On Mon, Apr 7, 2014 at 8:23 AM, chee hoo lum <cheeho...@gmail.com> wrote:

> Hi Ivan,
>
> Hmm... This seems like a viable workaround however just wanted to know is
> there any other ways to do it ?
> Because this doesn't seems like a unique problem i guess as most users
> will expect to get the similarity sorted (when performing search) based on
> the following order:
>
> 1.Happy
> 2.Be Happy
> 3.Be Happy
> 4.Happy Together
>
> It is live data in production.I had 180k documents resided in 5 shards
> within 5 nodes with one replica each. Even with 180k documents i still
> having this similarity order issue coupled with inconsistency issue due to
> it fetch from primary and replica intermittently. Therefore i need to use
> /media/_search?pretty=&search_type=dfs_query_then_fetch&preference=_primary
> to solve the inconsistency and now left with this sorting to be solve.
>
> Thanks.
>
>
>
> On Mon, Apr 7, 2014 at 7:13 AM, Ivan Brusic <i...@brusic.com> wrote:
>
>> You can index the number of characters in your string into a new field
>> and then do a secondary sort on this field.
>>
>> Are you testing against real data or only against some test set? The
>> Lucene scoring model will improve with the addition of more documents. As
>> more documents are added, the term frequencies and inverse document
>> frequencies start to diverge and contribute more to the scoring. You will
>> not have many documents with the same score.
>>
>> --
>> Ivan
>>
>>
>> On Sun, Apr 6, 2014 at 12:38 AM, <cheeho...@gmail.com> wrote:
>>
>>>
>>> Hi Ivan,
>>>
>>> Because I wanted the similiar result sorted in this way :
>>>
>>> 1. Be happy
>>> 2. Be happy
>>> 3. Happy ways
>>>
>>> Currently it is sorted :
>>> 1. Be happy
>>> 2. Happy ways
>>> 3. Be happy
>>>
>>> Due to that it return the same scoring. Any suggestion ?
>>>
>>> Thanks
>>>
>>> On 6 Apr, 2014, at 4:24 am, Ivan Brusic <i...@brusic.com> wrote:
>>>
>>> Lucene will indeed, by default, give a higher score to shorter text, but
>>> the "shortness" is the number of tokens, not the number of characters. In
>>> your last example, each field has two tokens, so the length is the same.
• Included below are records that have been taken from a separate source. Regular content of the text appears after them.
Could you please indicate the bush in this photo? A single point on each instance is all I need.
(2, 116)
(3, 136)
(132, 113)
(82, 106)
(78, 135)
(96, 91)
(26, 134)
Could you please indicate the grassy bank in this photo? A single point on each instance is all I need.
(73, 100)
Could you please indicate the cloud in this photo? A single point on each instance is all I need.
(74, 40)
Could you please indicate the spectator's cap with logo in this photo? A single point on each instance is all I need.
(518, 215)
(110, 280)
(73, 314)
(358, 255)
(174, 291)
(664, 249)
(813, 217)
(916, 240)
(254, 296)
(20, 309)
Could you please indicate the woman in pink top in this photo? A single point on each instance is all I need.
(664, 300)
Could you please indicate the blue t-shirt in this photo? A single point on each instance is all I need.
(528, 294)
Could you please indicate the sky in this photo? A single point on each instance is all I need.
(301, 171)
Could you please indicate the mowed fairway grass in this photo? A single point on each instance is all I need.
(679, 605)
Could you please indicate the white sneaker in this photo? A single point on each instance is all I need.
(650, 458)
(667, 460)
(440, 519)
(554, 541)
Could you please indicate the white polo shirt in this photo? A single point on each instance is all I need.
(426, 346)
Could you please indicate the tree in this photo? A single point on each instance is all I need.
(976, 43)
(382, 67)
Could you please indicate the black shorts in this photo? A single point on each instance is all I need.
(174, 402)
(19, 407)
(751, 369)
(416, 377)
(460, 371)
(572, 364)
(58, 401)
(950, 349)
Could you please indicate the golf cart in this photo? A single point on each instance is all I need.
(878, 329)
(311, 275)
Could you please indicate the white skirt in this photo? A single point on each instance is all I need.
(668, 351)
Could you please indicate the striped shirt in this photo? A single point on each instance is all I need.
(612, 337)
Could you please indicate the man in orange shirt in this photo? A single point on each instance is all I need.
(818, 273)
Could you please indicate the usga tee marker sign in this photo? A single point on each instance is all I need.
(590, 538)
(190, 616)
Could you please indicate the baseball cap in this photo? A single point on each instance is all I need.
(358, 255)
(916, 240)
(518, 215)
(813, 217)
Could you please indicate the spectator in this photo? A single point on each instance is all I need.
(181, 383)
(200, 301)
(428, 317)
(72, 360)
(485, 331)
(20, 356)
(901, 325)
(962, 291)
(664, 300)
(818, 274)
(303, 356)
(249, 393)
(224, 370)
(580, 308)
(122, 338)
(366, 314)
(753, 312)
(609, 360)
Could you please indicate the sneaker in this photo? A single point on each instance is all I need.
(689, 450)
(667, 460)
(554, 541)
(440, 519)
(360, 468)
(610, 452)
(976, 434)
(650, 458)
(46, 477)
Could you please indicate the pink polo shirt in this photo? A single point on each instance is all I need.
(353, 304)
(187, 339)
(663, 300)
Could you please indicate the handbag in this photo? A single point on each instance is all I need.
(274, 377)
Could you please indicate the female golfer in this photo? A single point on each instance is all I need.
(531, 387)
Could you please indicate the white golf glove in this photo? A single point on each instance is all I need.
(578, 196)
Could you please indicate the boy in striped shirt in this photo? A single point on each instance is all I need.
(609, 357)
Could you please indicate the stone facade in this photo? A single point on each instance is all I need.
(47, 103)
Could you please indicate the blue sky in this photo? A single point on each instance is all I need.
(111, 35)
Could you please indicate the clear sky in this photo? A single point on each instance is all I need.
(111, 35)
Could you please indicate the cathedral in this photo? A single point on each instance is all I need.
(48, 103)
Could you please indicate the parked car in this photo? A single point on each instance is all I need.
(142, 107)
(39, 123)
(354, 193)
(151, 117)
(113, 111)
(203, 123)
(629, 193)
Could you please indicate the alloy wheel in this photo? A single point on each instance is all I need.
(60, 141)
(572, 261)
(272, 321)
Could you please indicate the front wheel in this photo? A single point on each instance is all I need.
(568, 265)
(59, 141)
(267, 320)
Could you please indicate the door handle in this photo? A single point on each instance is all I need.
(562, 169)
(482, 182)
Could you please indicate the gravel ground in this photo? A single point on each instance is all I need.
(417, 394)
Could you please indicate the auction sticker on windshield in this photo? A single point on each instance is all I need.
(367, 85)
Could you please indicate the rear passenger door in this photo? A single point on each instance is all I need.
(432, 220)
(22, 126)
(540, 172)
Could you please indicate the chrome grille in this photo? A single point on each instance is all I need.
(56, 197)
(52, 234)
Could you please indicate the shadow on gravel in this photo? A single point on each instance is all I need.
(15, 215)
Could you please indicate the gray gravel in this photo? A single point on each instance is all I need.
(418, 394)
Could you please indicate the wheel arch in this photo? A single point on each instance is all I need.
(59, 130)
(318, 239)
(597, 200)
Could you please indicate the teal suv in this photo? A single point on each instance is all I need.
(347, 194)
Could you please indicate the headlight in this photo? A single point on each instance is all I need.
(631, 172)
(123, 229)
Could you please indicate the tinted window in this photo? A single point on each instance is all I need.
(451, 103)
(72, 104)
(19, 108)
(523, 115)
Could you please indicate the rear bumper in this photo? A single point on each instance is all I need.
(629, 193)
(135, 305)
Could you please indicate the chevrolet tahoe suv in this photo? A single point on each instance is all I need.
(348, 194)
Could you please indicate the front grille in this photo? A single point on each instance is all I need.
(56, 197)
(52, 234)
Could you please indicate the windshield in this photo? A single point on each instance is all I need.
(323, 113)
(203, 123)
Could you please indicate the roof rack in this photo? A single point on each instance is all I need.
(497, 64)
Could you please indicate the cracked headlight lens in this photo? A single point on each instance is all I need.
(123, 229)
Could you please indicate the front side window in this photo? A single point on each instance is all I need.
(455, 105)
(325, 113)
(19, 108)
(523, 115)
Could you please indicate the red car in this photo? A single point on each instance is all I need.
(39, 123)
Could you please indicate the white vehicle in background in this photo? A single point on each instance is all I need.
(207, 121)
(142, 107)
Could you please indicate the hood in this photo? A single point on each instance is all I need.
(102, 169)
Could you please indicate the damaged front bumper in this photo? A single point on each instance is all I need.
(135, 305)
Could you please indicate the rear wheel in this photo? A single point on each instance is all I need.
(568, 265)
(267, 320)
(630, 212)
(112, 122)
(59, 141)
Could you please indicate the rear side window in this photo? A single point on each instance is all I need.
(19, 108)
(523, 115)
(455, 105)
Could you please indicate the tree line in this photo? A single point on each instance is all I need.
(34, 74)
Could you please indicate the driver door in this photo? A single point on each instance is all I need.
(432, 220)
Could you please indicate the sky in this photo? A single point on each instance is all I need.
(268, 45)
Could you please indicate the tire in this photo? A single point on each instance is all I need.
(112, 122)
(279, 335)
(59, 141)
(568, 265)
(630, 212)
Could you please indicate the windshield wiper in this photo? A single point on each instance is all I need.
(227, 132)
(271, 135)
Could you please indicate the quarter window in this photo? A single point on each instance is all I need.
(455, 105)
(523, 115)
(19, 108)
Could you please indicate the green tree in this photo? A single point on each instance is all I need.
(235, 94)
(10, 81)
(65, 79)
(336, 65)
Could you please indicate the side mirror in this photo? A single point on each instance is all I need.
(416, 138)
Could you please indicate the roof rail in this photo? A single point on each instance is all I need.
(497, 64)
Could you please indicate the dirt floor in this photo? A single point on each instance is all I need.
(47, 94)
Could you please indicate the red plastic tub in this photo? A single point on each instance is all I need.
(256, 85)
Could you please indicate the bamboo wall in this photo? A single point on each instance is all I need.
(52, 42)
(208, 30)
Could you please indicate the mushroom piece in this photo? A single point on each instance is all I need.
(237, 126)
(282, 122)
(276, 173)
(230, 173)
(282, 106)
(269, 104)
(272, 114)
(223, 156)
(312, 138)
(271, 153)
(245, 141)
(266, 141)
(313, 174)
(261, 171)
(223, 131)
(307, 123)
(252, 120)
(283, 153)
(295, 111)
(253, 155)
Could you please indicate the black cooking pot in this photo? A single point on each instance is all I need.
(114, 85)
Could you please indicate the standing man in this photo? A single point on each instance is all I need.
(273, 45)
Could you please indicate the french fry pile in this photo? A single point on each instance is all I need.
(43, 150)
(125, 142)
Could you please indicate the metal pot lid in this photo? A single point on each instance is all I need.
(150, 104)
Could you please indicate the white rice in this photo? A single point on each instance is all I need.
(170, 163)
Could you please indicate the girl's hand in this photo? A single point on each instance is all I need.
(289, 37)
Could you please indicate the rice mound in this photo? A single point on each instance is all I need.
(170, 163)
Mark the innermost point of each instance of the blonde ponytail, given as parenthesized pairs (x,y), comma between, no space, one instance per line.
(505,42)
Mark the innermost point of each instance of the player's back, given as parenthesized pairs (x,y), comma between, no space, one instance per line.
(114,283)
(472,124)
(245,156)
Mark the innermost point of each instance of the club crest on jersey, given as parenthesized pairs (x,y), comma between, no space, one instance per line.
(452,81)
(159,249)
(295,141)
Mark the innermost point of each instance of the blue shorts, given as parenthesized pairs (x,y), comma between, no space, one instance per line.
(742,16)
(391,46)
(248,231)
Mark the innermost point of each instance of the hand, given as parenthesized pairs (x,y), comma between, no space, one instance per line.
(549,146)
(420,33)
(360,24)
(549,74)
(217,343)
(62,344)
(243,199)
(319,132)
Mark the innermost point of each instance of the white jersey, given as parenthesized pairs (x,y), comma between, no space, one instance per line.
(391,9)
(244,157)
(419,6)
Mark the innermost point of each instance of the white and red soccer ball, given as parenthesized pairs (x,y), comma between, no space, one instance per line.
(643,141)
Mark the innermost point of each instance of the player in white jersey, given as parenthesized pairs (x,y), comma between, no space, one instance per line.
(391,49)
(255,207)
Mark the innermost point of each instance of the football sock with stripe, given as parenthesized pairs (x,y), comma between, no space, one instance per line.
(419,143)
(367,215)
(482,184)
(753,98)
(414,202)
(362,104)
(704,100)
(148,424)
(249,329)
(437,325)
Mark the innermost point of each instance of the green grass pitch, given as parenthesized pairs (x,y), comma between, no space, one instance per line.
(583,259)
>>> The term frequency is also the same for each document ("happy" appears
>>> once) and the inverse document frequency is the same (always the case with
>>> single term queries), so the score will be exactly the same for every
>>> document. Why should the scoring by any different?
>>>
>>> Cheers,
>>>
>>> Ivan
>>>
>>>
>>>
>>> On Fri, Apr 4, 2014 at 10:31 PM, chee hoo lum <cheeho...@gmail.com>wrote:
>>>
>>>> Hi Ivan,
>>>>
>>>> Since i not sure how analyzer with stopwords can be set in the query
>>>> itself. I tried to set the stopwords="_none_" via
>>>> index and its mapping :
>>>>
>>>> *Index settings: *
>>>>
>>>> {
>>>>     "jdbc_dev": {
>>>>         "settings": {
>>>>             "index.analysis.analyzer.string_lowercase.filter":
>>>> "lowercase",
>>>>             "index.number_of_replicas": "1",
>>>>             "index.analysis.analyzer.string_lowercase.tokenizer":
>>>> "keyword",
>>>>             "index.number_of_shards": "5",
>>>>             "index.version.created": "900199",
>>>>          *   "index.analysis.analyzer.standard.type": "standard",*
>>>> *            "index.analysis.analyzer.standard.stopwords": "_none_"*
>>>>         }
>>>>     }
>>>> }
>>>>
>>>>
>>>> *Type Mapping :*
>>>>
>>>> {
>>>>     "media": {
>>>>         "properties": {
>>>>             "AUDIO": {
>>>>                 "type": "string"
>>>>             },
>>>>          ....
>>>>          "DISPLAY_NAME": {
>>>>                 "type": "string",
>>>>               *  "analyzer": "standard"*
>>>>             },
>>>>          ....
>>>>    }
>>>> }
>>>>
>>>>
>>>> *Query : *
>>>>
>>>> /media/_search?pretty=&search_type=dfs_query_then_fetch&
>>>> preference=_primary
>>>>
>>>> {
>>>>   "from" : 0,
>>>>   "size" : 100,
>>>>   "explain" : true,
>>>>   "query" : {
>>>>
>>>>     "filtered" : {
>>>>       "query" : {
>>>>          "multi_match": {
>>>>        "query": "happy",
>>>>        "fields": [ "DISPLAY_NAME" ]
>>>>     }
>>>>       },
>>>>       "filter" : {
>>>>         "query" : {
>>>>           "bool" : {
>>>>           "must" : {
>>>>             "term" : {
>>>>               "CHANNEL_ID" : "1"
>>>>             }
>>>>           }
>>>>         }
>>>>         }
>>>>       }
>>>>     }
>>>>   }
>>>>
>>>> }
>>>>
>>>>
>>>> *Result : *
>>>>
>>>> 1)
>>>>  "_shard": *4*,
>>>>                 "_node": "xsGVhtTnThaG57_mJdMtxg",
>>>>                 "_index": "jdbc_dev",
>>>>                 "_type": "media",
>>>>                 "_id": "127413",
>>>>                 "_score":* 6.614289*,
>>>>                 "_source": {
>>>>                     "DISPLAY_NAME": "*Be Happy*",
>>>>                 ,
>>>>                 "_explanation": {
>>>>                     "value": 6.614289,
>>>>                     "description": "weight(DISPLAY_NAME:happy in 6485)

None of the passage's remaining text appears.